Width and Height use the double data type, which would ordinarily mean assigning it a string would be silly. However, WPF's Window objects can take Width="Auto", which gets treated as double.NaN. Couldn't Width="Stretch" be stored as double.PositiveInfinity or some other value?

Best Answer

Because double.NaN and double.PositiveInfinity already have very specific meanings. It's pretty bad practice to repurpose special values like that in a completely different context, where it would have significantly different meaning. Just because an element cannot be NaN or PositiveInfinity (or for that matter -1) units wide doesn't mean you should reuse that value arbitrarily to mean something else. Suppose you calculated the with of an element dynamically, NaN or PositiveInfinity would still represent a division by zero and means something is wrong with the calculation, not that element should stretch.

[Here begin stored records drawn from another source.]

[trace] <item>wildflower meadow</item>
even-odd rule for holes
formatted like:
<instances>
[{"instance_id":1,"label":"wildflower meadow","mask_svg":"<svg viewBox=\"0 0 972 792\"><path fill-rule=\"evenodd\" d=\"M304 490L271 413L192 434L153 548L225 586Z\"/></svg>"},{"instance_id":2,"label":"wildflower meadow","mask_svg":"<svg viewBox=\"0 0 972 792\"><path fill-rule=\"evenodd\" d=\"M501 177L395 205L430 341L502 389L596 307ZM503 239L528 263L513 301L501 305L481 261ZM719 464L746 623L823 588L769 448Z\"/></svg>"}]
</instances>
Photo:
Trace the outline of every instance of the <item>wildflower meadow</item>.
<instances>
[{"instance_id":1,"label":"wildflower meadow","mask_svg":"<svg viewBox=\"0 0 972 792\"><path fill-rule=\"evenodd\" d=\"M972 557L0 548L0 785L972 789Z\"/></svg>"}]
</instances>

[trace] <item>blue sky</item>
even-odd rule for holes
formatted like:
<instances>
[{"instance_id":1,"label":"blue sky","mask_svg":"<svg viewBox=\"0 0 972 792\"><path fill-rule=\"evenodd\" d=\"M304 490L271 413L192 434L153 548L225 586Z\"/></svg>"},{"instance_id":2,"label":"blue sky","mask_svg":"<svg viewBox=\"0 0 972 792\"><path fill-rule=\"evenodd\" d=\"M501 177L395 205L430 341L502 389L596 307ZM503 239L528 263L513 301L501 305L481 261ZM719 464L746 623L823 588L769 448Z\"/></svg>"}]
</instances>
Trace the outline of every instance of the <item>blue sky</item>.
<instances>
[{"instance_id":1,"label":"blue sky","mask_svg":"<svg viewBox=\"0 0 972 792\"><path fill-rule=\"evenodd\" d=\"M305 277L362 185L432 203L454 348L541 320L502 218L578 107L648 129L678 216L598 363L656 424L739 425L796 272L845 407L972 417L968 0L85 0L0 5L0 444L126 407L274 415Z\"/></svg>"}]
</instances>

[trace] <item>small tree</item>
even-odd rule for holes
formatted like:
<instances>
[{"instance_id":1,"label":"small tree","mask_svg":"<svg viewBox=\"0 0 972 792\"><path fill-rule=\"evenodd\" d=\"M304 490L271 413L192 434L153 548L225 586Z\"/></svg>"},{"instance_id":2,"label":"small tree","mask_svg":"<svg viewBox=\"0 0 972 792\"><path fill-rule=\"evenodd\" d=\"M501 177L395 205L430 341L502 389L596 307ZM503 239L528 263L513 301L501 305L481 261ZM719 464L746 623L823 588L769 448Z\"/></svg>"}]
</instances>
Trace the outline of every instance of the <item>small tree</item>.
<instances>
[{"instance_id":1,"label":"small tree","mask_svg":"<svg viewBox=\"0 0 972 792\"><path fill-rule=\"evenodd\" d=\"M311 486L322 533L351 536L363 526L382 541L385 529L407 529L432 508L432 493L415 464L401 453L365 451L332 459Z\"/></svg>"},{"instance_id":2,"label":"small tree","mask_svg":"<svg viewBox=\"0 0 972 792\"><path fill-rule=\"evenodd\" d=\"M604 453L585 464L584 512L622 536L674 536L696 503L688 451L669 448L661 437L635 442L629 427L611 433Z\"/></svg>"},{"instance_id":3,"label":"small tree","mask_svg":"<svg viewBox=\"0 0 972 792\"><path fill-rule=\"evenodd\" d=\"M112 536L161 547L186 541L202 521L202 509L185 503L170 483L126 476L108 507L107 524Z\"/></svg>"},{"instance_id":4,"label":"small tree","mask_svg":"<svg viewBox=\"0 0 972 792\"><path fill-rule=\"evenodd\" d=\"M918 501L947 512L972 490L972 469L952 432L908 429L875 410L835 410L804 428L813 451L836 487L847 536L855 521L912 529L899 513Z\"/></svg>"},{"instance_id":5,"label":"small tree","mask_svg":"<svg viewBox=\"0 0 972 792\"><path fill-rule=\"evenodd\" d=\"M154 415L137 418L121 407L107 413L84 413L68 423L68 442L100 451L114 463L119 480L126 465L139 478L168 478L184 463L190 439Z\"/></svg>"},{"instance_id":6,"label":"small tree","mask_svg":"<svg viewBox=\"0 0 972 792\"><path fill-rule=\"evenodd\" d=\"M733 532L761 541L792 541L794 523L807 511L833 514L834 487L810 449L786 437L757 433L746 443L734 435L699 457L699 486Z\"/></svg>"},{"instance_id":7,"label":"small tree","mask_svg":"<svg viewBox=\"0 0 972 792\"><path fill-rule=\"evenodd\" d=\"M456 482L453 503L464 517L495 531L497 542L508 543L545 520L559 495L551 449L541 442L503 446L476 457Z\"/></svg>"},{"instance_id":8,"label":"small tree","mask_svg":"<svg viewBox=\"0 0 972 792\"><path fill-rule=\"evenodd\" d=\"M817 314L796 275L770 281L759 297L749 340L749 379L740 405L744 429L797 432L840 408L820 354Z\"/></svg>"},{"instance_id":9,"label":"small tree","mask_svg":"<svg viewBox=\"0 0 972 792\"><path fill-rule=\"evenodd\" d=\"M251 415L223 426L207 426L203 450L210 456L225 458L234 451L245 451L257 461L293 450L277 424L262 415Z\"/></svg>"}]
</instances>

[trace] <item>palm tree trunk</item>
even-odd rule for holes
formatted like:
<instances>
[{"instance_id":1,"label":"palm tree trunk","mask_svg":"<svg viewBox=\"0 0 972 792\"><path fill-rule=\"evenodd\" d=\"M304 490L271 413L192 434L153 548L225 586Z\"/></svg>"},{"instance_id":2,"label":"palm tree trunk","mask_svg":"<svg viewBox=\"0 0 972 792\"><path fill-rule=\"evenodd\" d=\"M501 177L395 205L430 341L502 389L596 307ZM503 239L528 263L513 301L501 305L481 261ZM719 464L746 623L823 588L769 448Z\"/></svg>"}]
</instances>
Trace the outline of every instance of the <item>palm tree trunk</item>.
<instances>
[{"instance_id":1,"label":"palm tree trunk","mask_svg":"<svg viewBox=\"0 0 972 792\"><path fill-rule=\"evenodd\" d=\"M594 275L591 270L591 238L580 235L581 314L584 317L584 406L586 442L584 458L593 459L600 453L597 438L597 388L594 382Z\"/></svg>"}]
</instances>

It's true that WPF allows you to specify Width="Auto" which gets stored internally as NaN, however I would argue that this is indeed bad design (or at least not very good design—at least "Auto" is indeed not a number), for the reasons listed above. I can't say why the WPF team chose to allow one special value, and not the other, except that perhaps it was simply the best option to keep their layout algorithms simple and flexible. NaN has the added benefit that any arithmetic operations performed on it remain NaN, while many operations on PositiveInfinity result in NaN. This may make NaN more suitable for storing special values than PostitiveInfinity.

A much better solution can found in GridLength structure, which represents discreet measurements and special values (such as * and auto) appropriately. The designers of WPF could have used a similar structure to represent the width / height of all framework elements, but that would likely have made most of even the most basic layout algorithms much more difficult.